The estate, which owns the Red Lion and The Plough at the other end of the village on the A1101, wants to see the historic inn reborn in the same way it has developed the Elveden Inn.
A spokeswoman for the estate said: “We don’t think the village can support two pubs so we’re talking to the planners about a change of use for The Plough then the Red Lion can be developed.
“We would develop the Red Lion in line with the character of the building, do a sympathetic restoration and add to it, hopefully with things like rooms.”
The estate would also like to open up the pubs overgrown garden, which runs down to the river.
Both pubs have been empty for some time, with the Red Lion only finding use as a stopping place for the mobile library.
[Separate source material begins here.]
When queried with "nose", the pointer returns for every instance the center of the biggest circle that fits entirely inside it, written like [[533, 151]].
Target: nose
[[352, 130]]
The spokeswoman added: “If we can get the permission we need, the pub could be a thriving place and that would bring a lot of life into the village. It’s on the road from Bury To Mildenhall with the air bases nearby.”
The estate hopes The Plough could become housing, retaining the current building and building new homes on the land beside it.
The Red Lion used to be a popular watering holes for walkers using the Ickneild Way, a long distance ancient trackway that runs through the village.
Footpaths linking to the trackway include a walk along the River Lark to Mildenhall.
The area is also popular with bird watchers because of the neighbouring Cavenham Heath national nature reserve, with its stone curlews and nightjars, and the wetlands around the river.
The village also boasts two churches, the larger St Jame’s is still in use and has its own fund raising group, while the redundant 11th century All Saints, with its unusual thatched roof, is cared for by the Churches Conservation Trust.